Last week in reviewing a new steakhouse, The Bourbon Grill at El Gancho, I mentioned that I like to buy nice cuts of beef and cook steaks at home. I do this because a) it’s cheaper and b) I think it’s fun, plus c) I get to drink as much wine as I want while I’m cooking and d) I don’t have to put on real pants to do any of it. Win.

As I said, this doesn't really work for things like prime rib because a) it requires a Flintstone-sized roast, which b) is quite expensive and c) is just too much effort for a Tuesday night.

Filet mignon is another story. Yes, it's expensive if you buy two prepackaged steaks in the meat section at the grocery store. But here's a great secret: You can save a lot by buying a whole tenderloin and trimming it yourself. Last week at Costco, I bought a 7-pound tenderloin (USDA Choice, because Prime wasn't available) for $82 and turned it into 11 smallish filets, half a pound of what I called stir-fry slices and a pound of cubed meat, perfect for beef stroganoff or bourguignon or whatever you want to do with super tender little beef chunks.

That's less than $7 for a filet mignon. Not bad, eh?

If Costco doesn't work for you, ask the meat counter attendant at your favorite grocery store if they'll sell you a whole tenderloin.

When you get it home, make a little bed of paper towels on the kitchen counter, near the sink. Then, holding the meat over the sink, cut open the plastic and allow the liquid to drain. Set the meat on the paper towels and pat it dry. Move it to the cutting board.

The best bargain in tenderloin isn't very pretty; it's a lumpy shape, all covered with weird chunks of fat and silverskin. This is why you paid less than $12 per pound for tenderloin. But believe me, it's worth it.

Now get familiar with your tenderloin. Notice there's a flat, skinny end to the meat and a wide, fat end. There's also a long piece of meat kind of stuck all along one side. We're going to separate this into three pieces.

First, use your fingers to peel off all the sheathing of fat and connective tissue that envelops the meat.

Pretty quickly, you see the three parts emerge. Pull the membrane away from the central part of the meat and use your knife to gently separate the chain (that long, skinny strip) from the tenderloin.

Put the chain on a plate or a piece of foil; we'll deal with it later.

Now, remove the other piece—the miniature roast that makes up half of the fat end of the tenderloin— and put it with the chain.

Next, we need to remove the silverskin, that long, shiny piece of tissue that runs the length of the tenderloin. Start at the bottom, and get the tip of your knife under the silverskin. If you've successfully removed the skin from a piece of salmon, use that same technique here. Lift and wiggle the silverskin as you gently work your knife underneath it, trying to take off as little meat as possible. It's not easy to do this well, so you may have some cleanup to do.

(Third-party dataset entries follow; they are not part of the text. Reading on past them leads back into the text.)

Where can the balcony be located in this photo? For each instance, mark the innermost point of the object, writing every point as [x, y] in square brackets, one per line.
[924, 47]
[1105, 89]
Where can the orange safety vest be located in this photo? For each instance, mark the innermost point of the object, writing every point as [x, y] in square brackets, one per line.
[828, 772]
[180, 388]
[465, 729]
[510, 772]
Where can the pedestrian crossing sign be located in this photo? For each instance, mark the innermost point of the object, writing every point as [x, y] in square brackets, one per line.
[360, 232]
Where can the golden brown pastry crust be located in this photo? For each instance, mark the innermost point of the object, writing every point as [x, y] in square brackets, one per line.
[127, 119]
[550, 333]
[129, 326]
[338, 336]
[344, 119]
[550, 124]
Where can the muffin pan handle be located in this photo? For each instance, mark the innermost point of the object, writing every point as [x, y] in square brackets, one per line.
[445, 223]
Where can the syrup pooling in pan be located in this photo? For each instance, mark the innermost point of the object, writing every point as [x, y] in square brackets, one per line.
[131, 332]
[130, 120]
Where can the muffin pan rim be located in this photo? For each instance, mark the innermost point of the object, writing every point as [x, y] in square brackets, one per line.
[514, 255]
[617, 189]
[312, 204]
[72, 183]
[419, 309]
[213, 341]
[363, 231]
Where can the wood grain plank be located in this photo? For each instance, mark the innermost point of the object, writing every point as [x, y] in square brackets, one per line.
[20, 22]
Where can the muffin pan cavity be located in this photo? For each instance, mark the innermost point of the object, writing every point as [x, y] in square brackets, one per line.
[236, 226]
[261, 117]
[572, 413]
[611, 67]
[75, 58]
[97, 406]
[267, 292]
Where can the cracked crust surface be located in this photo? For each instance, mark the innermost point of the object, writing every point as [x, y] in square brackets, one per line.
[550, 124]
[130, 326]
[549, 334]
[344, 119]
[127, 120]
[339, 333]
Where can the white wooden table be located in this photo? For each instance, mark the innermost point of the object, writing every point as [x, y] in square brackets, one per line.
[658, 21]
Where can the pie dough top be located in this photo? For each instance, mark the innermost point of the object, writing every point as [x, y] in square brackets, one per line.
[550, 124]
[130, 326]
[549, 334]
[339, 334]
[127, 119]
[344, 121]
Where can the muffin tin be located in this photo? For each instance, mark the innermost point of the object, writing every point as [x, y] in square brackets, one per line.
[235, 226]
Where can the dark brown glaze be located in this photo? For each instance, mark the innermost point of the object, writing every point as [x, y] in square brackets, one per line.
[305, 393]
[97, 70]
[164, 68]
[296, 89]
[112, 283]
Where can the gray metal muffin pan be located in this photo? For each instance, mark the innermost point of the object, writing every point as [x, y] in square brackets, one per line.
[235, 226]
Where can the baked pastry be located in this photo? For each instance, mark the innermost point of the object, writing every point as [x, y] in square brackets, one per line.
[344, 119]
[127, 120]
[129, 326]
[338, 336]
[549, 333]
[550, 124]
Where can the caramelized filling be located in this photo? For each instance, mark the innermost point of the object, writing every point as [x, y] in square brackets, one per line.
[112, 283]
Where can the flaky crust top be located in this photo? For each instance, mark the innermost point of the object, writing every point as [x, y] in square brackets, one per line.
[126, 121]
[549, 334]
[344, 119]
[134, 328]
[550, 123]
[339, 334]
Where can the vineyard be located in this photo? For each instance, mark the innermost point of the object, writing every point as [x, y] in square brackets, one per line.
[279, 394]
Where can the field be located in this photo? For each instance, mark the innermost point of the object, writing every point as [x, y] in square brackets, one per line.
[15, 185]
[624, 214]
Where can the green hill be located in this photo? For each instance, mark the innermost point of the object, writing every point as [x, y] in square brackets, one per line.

Now, you should have a pretty tenderloin.

Lay out another plate or piece of foil for the trimmings you want to keep for another purpose.

I like a little steak (4-6 ounces), and my dude likes a big one (6-8 ounces), plus I'm kind of fussy, so I use my kitchen scale to weigh out the pieces.

I cut the steaks and then weigh each one, wrap it in plastic and then in foil, and use a Sharpie to write the weight and the date on it.

I used trim and portion tenderloins all the time back when I worked in restaurants, and it was important to get them as uniform as possible, so that every customer's steak weighed as much as you promised, and they all looked equal when they came to the table.

But at home, this is probably not as important, so just cut steaks that look good to you. It's nice to have a variety of weights and thicknesses to reach for in the freezer.

A good piece of tenderloin is delicious when seasoned with salt and pepper, cooked in a hot cast iron pan. A little olive oil in the pan is good. Cooking the steak in beef fat is great.

If you want to dress it up a little, make a little sour cherry sauce while the cooked steaks are resting. Add some olive oil or beef fat to the pan if it's dry. Sauté a minced shallot or ¼ cup minced onion over medium heat, just until they're translucent. Add ¼ cup of port, cognac, madeira, sherry or whatever, and let it simmer until it's almost gone. Throw in a handful of dried tart cherries and ½ cup low-sodium beef. Simmer for a few minutes while the cherries plump and the sauce thickens. If you have demi-glace in the fridge, drop in a couple tablespoons of that. Otherwise, you can do butter. Or you can leave it. Either way, season the sauce with salt and pepper and pour it over your steaks.